Hi Badietta,
I am sorry to hear of your situation, although it is a very familiar one to me. My wife, Sharon, was diagnosed nine years ago, at age 48, with either atypical frontotemporal lobe dementia &/or atypical Alzheimer's. Don't let the disagreement between the docs worry you, it is an academic exercise that has little effect on you or your husband. The management and outcome of both dementias are very similar. The fact that he has responded so well to Ebixa is great, and probably indicates that there is some Alzheimer's in the mix. Sharon was on Ebixa but showed no improvement, whether it slowed the progress or not there is really no way of telling.
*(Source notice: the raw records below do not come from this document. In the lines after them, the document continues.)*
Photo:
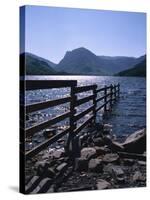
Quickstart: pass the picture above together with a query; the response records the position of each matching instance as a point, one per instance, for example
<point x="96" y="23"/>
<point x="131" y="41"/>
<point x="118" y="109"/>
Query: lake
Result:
<point x="129" y="113"/>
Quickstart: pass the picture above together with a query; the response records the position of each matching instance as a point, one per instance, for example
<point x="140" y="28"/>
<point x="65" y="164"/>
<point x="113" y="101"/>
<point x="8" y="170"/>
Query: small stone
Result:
<point x="95" y="165"/>
<point x="49" y="132"/>
<point x="107" y="129"/>
<point x="42" y="167"/>
<point x="88" y="153"/>
<point x="102" y="184"/>
<point x="81" y="164"/>
<point x="128" y="162"/>
<point x="111" y="157"/>
<point x="58" y="153"/>
<point x="142" y="163"/>
<point x="116" y="171"/>
<point x="101" y="150"/>
<point x="50" y="172"/>
<point x="138" y="177"/>
<point x="61" y="167"/>
<point x="98" y="141"/>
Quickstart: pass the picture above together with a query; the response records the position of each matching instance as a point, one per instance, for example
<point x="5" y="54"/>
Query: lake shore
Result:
<point x="99" y="164"/>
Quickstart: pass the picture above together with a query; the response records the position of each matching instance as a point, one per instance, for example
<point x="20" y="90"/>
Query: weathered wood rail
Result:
<point x="107" y="96"/>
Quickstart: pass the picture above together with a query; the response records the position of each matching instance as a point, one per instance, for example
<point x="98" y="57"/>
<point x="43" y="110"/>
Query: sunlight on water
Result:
<point x="128" y="115"/>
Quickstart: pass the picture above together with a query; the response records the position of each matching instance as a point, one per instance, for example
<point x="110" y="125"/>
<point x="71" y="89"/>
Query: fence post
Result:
<point x="111" y="96"/>
<point x="105" y="98"/>
<point x="118" y="90"/>
<point x="115" y="92"/>
<point x="72" y="123"/>
<point x="94" y="102"/>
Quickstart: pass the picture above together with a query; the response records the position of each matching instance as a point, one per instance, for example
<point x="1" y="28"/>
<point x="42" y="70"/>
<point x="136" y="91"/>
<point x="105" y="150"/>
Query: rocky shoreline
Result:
<point x="100" y="162"/>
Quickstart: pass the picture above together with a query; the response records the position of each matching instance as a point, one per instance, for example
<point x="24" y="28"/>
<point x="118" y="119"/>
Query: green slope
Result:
<point x="137" y="70"/>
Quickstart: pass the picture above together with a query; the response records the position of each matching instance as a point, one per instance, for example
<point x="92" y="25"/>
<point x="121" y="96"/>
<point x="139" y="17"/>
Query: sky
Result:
<point x="51" y="31"/>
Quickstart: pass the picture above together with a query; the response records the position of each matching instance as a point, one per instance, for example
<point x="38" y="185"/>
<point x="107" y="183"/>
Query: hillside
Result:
<point x="118" y="63"/>
<point x="83" y="61"/>
<point x="35" y="65"/>
<point x="80" y="61"/>
<point x="138" y="70"/>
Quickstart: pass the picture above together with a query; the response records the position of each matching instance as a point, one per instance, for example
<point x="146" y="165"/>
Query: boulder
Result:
<point x="114" y="146"/>
<point x="58" y="153"/>
<point x="116" y="172"/>
<point x="136" y="142"/>
<point x="81" y="164"/>
<point x="138" y="177"/>
<point x="61" y="167"/>
<point x="49" y="132"/>
<point x="102" y="184"/>
<point x="98" y="141"/>
<point x="107" y="129"/>
<point x="88" y="153"/>
<point x="111" y="158"/>
<point x="141" y="163"/>
<point x="128" y="162"/>
<point x="95" y="165"/>
<point x="50" y="173"/>
<point x="101" y="150"/>
<point x="41" y="166"/>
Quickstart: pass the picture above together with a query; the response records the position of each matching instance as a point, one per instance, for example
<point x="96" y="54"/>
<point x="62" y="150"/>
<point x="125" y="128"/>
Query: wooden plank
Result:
<point x="132" y="155"/>
<point x="84" y="100"/>
<point x="48" y="84"/>
<point x="46" y="104"/>
<point x="30" y="131"/>
<point x="84" y="88"/>
<point x="100" y="90"/>
<point x="80" y="115"/>
<point x="100" y="99"/>
<point x="100" y="107"/>
<point x="45" y="144"/>
<point x="84" y="125"/>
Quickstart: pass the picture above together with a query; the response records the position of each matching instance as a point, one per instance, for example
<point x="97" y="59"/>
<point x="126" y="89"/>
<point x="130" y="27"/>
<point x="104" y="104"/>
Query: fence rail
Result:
<point x="107" y="96"/>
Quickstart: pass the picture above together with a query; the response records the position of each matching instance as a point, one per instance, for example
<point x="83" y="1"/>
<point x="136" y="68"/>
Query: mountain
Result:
<point x="83" y="61"/>
<point x="41" y="59"/>
<point x="138" y="70"/>
<point x="80" y="61"/>
<point x="118" y="63"/>
<point x="35" y="65"/>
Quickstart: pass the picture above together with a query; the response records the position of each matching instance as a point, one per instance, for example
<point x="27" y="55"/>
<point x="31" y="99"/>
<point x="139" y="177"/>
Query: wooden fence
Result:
<point x="106" y="96"/>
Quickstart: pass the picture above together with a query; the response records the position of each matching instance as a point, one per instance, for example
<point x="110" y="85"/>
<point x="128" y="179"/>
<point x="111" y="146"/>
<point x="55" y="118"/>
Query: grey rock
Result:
<point x="102" y="184"/>
<point x="116" y="172"/>
<point x="128" y="162"/>
<point x="95" y="165"/>
<point x="50" y="173"/>
<point x="98" y="141"/>
<point x="58" y="154"/>
<point x="136" y="142"/>
<point x="88" y="153"/>
<point x="61" y="167"/>
<point x="49" y="132"/>
<point x="101" y="150"/>
<point x="142" y="163"/>
<point x="138" y="177"/>
<point x="81" y="164"/>
<point x="111" y="157"/>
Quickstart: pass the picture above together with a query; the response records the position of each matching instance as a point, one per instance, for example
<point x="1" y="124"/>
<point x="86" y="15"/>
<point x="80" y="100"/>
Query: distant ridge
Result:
<point x="83" y="61"/>
<point x="80" y="61"/>
<point x="138" y="70"/>
<point x="35" y="65"/>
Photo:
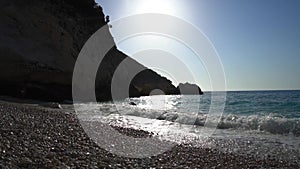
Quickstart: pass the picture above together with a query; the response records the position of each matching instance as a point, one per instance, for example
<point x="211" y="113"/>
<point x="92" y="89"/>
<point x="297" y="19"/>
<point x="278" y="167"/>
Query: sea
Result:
<point x="263" y="124"/>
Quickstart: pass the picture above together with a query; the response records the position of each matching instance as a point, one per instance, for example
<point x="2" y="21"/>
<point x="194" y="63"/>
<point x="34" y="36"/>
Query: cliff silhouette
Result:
<point x="40" y="41"/>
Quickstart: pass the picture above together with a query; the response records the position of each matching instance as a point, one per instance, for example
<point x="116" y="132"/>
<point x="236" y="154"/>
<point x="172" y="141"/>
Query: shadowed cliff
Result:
<point x="39" y="44"/>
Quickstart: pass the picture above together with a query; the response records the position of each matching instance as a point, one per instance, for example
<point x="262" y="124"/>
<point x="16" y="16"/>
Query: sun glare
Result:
<point x="158" y="6"/>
You ask how one deals with the anger and unfairness, and how did this happen. Everyone deals with this differently. For us, there was no anger, we accepted it as one of those things that is outside of human control and we moved on to trying to enjoy what was ahead of us as much as possible, and squeeze whatever goodness we could out of the time we had left together. If Sharon had been brain damaged by a drunk driver, or a gunshot, or a falling plane, I would have been angry. For these are things that could be avoided if someone had done something different. But this, it falls into a fact of nature - the sky is blue, snow is cold, Sharon has dementia, grass is green. It does no good to question any of these, you might learn why, but you will not change them.
I wish you both well as you go down this path. You are not alone in this.